26 The situation of Sarah and Hagar differs significantly from the circumstances of the maids of Leah and Rachel, Bilhah and Zilpah. Leah and Rachel are competing in a contest of who could provide the most sons for Jacob (Gen 30). They name the sons born to their maidservants (Gen 30:6, 8, 12–13), a prerogative of a child's mother or adoptive mother (e.g. Gen 4:1; Exod 2:10; Jdg 13:24; 1 Sam 1:20). When the narrative makes later reference to Bilhah and Zilpah, they are still denoted as the maidservants of Rachel and Leah (Gen 35:23–26), not as the wives of Jacob or the mothers of their sons.

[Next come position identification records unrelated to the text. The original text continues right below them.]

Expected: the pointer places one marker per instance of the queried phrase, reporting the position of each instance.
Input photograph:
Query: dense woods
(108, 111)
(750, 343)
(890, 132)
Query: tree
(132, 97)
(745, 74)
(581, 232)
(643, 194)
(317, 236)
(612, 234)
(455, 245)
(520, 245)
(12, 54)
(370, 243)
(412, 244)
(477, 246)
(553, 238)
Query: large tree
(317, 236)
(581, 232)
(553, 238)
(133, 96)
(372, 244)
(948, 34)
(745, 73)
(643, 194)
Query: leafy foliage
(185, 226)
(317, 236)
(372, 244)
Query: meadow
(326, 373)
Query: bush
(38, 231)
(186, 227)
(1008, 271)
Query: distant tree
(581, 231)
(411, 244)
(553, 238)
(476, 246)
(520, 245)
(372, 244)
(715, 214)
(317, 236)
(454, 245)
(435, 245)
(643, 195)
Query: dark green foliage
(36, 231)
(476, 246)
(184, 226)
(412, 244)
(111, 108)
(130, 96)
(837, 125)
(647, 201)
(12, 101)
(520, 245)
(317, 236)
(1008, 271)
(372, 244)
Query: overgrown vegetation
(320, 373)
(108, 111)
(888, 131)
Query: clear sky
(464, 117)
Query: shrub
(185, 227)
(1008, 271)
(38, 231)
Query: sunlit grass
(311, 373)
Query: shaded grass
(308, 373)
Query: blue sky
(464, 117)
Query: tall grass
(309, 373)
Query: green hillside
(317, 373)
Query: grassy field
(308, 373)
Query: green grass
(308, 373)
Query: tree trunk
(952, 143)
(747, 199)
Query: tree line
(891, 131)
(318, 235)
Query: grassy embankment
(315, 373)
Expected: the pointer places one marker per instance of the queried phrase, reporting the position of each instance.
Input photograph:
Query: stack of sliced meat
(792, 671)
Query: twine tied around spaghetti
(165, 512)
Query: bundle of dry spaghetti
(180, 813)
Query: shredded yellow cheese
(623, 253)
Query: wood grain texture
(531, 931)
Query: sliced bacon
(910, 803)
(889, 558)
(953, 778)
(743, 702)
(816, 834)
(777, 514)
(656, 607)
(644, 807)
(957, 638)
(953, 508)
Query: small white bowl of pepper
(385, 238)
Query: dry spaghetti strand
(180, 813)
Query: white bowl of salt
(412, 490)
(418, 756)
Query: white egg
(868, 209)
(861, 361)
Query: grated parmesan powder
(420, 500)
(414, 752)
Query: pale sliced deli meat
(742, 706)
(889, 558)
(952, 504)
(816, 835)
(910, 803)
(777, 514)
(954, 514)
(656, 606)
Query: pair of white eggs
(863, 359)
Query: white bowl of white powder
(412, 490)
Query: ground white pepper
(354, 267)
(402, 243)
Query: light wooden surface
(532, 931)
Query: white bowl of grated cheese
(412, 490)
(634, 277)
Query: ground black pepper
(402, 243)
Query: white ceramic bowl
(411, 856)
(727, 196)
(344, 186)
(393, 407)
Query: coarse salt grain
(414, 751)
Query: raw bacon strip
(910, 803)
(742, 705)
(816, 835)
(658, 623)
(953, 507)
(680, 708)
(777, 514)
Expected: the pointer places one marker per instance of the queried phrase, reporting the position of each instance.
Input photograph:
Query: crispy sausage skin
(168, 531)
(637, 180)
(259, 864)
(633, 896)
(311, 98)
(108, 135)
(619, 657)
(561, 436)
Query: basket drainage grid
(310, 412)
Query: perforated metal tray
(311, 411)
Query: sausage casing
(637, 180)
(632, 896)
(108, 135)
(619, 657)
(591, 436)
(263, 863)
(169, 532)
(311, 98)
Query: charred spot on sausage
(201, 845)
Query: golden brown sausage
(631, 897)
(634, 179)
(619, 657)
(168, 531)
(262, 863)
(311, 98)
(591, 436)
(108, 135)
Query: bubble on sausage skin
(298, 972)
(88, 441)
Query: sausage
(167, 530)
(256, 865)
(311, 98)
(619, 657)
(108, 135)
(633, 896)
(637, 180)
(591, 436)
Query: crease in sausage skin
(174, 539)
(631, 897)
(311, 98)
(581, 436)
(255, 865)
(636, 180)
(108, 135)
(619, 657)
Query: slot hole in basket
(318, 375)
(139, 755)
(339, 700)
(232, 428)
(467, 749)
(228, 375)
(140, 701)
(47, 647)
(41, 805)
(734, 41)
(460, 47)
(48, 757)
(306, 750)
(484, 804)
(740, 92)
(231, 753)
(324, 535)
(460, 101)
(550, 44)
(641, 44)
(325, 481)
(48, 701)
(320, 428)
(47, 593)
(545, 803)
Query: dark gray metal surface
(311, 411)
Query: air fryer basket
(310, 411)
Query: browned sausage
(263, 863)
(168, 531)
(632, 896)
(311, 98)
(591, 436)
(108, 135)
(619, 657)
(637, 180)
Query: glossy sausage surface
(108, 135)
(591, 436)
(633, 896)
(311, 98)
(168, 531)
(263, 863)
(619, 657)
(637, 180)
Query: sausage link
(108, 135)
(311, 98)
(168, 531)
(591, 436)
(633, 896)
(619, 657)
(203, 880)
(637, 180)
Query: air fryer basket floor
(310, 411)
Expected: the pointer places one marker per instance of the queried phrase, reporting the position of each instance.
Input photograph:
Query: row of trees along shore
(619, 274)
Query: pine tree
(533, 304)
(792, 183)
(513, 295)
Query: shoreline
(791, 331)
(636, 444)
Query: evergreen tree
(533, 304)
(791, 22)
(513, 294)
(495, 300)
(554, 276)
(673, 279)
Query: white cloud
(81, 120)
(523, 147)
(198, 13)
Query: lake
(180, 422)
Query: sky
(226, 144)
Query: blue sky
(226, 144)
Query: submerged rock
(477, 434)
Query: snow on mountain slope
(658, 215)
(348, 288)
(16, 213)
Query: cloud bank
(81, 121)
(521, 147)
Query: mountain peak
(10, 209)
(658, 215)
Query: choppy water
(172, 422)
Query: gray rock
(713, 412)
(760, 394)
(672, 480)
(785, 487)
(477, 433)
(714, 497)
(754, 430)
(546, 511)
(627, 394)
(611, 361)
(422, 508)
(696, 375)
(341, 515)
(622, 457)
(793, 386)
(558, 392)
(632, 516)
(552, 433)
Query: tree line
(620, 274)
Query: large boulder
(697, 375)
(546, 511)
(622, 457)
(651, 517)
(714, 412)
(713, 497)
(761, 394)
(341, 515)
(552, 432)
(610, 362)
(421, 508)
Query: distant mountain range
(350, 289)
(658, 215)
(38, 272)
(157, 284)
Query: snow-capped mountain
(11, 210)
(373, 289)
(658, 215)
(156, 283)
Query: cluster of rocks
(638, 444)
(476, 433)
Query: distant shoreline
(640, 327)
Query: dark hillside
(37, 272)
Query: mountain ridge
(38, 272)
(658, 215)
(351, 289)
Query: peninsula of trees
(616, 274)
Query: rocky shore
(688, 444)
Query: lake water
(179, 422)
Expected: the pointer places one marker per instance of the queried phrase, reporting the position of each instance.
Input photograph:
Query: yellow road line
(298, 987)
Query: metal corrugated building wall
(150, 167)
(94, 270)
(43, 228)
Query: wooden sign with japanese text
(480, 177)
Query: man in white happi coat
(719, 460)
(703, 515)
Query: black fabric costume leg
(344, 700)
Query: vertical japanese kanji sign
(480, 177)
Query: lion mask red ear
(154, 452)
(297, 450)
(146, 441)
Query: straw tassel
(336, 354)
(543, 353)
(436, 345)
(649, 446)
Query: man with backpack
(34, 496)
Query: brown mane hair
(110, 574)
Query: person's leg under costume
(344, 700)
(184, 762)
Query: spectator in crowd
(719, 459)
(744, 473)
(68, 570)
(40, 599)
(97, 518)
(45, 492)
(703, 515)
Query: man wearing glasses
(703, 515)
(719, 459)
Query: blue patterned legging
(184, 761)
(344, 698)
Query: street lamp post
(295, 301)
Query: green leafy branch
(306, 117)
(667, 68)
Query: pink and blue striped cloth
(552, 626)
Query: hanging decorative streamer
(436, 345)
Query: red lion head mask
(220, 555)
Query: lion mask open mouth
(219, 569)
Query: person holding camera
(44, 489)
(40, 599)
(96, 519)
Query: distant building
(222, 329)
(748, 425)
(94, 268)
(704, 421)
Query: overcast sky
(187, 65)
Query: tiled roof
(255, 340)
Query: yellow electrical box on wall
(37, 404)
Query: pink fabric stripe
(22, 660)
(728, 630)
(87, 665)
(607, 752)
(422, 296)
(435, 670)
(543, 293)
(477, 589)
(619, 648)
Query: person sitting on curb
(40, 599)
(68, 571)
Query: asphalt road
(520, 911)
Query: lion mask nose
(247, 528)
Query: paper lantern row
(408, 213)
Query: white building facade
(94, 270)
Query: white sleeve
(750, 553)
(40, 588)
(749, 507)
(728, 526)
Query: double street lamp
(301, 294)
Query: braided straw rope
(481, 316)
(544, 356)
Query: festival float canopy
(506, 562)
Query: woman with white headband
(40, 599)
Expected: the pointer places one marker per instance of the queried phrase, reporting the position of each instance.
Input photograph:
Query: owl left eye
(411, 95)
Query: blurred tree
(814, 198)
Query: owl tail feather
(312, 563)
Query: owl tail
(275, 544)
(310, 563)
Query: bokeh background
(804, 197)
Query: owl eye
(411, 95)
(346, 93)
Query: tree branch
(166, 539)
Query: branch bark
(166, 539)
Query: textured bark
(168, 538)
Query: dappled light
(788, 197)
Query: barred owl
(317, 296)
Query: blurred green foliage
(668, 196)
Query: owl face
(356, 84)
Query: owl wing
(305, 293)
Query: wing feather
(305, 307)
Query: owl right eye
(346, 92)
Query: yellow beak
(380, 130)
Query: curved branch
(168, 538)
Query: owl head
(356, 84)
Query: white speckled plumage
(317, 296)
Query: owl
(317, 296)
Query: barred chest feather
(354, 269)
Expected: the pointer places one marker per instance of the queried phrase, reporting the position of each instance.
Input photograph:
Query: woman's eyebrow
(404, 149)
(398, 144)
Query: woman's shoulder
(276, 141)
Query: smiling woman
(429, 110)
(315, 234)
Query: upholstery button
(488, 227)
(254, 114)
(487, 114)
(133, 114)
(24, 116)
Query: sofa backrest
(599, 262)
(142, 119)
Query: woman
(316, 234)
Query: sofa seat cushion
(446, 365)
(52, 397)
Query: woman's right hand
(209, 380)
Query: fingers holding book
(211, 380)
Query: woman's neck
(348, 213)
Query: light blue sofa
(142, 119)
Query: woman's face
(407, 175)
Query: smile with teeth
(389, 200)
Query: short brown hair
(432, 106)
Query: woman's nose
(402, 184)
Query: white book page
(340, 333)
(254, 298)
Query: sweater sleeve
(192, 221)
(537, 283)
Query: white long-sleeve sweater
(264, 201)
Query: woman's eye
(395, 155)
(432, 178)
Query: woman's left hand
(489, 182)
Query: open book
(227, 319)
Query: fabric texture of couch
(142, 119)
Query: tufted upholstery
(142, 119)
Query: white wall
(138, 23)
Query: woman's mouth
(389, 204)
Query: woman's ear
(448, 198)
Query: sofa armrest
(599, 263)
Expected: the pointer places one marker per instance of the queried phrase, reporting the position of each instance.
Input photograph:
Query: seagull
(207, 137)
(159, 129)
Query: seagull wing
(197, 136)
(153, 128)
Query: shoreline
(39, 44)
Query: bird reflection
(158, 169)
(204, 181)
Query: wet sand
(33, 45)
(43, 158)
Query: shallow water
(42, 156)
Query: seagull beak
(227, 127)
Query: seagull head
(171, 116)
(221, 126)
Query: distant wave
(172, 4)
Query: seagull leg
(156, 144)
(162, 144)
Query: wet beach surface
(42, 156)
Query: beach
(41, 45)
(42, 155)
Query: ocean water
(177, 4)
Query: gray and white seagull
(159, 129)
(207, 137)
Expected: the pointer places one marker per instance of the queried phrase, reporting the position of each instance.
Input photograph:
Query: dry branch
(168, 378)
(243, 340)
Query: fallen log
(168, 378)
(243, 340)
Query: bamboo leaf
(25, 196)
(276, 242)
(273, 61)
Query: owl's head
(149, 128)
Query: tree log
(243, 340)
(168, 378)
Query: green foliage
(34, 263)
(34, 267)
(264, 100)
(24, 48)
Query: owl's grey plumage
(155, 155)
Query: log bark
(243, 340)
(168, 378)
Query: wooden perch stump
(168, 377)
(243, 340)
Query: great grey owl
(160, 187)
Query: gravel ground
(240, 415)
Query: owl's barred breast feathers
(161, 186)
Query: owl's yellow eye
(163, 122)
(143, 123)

27 The closest biblical statute is Deut 21:15–17, which deals with two wives of equal social status (both are free, not slave) who are not loved equally by their husband. The statutes prescribes that the first-born child is entitled without any reservation or qualification to the first-born's right of a double portion in inheritance, whether the first-born is the son of the loved wife or the disliked wife.

28 For a one volume edition of the law collections of the ancient Near East, see Martha T. Roth, Law Collections from Mesopotamia and Asia Minor (2d edition), SBLWAW, Atlanta 1997.

29 There are a number of places in the Bible where an explicit contrast is made between a practice of the past and a contemporary one (whether contemporary to the time of the author or to the setting of the text is unclear). Besides name changes (Josh 14:15; 15:15; Jdg 1:10, 11, 23; 1 Sam 9:9) and demographic or political shifts (Deut 2:20; Josh 11:10), there is only one example of a change in legal practice. In Ruth 4:7, it is explained that in the past a man would take off his sandal and pass it to another man in order to validate a transaction of exchange or redemption. There is no explicit mention in the narratives of Genesis that the authors recognized that the legal system differed in the past or that the narratives of Genesis reflected an earlier legal system. Are there any implicit clues that the period of the patriarchal narratives reflected a different time? Although the length of the lives of the patriarchs and a number of the names of the deity are distinct in Genesis, I do not see any inkling of the concept that the legal system was different.